Nas conversas sobre as eleições deste ano, uma pergunta sempre é repetida: Quem é Pitiman? Para a maioria da população, um mero desconhecido. É deputado de primeira viagem. Foi eleito em 2010 com muito dinheiro e os votos de Tadeu Filippelli. Trabalhou com Arruda e Agnelo, mas disputa a eleição contra os dois. Um pouco mais contra o governador, do que contar o ex.

Pitiman que ser a novidade. Mas para ser o novo, precisa ser conhecido. O programa dele no horário político é um dos melhores apresentados. Não vai virar governador nessas eleições porque tem gente na fila. E na política isso conta muito.

De Toninho do Psol se fala pouco. É aquele candidato que foi do PT e se desfiliou quando o partido teve o apagão ético no escândalo do mensalão. Juntou-se a outros petistas arrependidos e fundou o PSol.

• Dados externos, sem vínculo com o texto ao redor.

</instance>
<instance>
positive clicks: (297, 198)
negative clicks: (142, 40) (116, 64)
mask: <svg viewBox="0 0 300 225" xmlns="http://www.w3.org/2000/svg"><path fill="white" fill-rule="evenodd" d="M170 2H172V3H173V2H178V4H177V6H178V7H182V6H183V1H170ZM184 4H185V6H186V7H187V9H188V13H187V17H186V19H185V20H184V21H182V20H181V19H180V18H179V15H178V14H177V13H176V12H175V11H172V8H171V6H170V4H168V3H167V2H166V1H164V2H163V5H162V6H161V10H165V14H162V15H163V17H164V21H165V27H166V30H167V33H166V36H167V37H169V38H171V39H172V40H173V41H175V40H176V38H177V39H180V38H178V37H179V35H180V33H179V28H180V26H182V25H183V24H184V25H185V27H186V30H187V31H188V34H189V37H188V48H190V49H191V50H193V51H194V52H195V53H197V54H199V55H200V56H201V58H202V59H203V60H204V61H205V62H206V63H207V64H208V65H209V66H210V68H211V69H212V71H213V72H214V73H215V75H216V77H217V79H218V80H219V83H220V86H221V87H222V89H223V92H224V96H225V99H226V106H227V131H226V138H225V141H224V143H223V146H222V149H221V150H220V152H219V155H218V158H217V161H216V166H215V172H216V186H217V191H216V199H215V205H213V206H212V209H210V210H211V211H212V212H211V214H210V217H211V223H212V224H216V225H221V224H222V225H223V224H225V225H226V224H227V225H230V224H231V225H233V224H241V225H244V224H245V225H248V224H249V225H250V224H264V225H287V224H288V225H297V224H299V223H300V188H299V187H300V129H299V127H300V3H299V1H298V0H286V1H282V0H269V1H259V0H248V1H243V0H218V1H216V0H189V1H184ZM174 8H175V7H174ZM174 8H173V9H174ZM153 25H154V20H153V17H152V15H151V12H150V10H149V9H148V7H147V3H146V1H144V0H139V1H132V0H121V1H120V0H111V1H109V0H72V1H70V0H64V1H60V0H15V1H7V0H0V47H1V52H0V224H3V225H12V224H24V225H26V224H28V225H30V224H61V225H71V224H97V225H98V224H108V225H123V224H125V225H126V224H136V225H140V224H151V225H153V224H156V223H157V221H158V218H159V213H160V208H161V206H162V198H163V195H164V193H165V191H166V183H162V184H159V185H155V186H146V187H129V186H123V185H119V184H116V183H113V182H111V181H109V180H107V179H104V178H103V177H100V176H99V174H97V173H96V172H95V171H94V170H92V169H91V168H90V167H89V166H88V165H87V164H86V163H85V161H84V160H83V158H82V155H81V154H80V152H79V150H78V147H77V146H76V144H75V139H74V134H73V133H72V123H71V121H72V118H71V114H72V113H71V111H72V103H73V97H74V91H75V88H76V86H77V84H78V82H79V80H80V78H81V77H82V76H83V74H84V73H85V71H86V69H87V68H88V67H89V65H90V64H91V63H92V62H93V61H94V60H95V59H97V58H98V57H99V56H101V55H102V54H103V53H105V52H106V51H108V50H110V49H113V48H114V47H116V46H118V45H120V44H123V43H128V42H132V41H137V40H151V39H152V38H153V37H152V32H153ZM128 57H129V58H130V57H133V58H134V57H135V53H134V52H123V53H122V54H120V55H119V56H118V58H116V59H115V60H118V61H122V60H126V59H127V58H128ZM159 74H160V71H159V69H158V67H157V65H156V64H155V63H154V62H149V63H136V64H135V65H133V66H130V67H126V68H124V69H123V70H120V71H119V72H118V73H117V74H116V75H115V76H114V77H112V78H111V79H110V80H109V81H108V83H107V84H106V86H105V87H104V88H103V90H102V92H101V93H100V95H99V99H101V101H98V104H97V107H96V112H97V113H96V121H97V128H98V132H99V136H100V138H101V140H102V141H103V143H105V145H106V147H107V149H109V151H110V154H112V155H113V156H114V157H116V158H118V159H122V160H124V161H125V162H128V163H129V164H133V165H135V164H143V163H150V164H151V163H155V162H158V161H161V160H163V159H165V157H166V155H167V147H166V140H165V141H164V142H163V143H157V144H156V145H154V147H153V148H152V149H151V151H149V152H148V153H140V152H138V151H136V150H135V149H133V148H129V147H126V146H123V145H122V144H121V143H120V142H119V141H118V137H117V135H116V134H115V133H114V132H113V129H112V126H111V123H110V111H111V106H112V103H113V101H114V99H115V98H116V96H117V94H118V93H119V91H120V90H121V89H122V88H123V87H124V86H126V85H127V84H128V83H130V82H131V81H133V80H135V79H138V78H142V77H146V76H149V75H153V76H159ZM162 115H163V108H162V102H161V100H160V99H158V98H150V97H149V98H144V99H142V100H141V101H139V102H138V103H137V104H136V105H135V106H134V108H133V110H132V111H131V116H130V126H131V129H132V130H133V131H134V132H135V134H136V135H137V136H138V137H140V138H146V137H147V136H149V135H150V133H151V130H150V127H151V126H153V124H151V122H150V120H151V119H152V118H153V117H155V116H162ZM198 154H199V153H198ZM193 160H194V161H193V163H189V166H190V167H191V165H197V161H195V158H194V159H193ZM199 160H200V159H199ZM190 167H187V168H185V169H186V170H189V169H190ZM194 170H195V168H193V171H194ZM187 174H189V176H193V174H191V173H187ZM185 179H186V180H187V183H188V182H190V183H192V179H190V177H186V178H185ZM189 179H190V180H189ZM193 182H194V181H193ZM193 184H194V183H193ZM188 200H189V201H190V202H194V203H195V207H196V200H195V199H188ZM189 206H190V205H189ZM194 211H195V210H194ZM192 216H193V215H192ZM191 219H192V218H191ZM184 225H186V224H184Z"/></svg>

Foi a grande surpresa de 2010, quando a Caixa de Pandora passou como um furacão pela política de Brasília. Toninho conseguiu o voto de protesto e teve 15% do eleitorado. Em 2014, vai tomar um choque de realidade. Não passa dos 5%.

Nos próximos trinta dias as conversas sobre política serão essenciais para definição do voto. E construir uma tendência que deve ser cristalizada em meados de setembro. Os candidatos irão atras da bala de prata para alvejar os adversários. E dá inicio a carnificina eleitoral.

Já o eleitor buscará uma administração que faça de nossa cidade um lugar melhor para se viver. Sem jogo baixo e sujo. Os políticos não entenderam que a população não aceita mais jogo sujo, mesmo que para isso tenha que transformar o culpado em vítima. E, se isso acontecer, a culpa não será do eleitor, e sim da qualidade dos discursos dos políticos.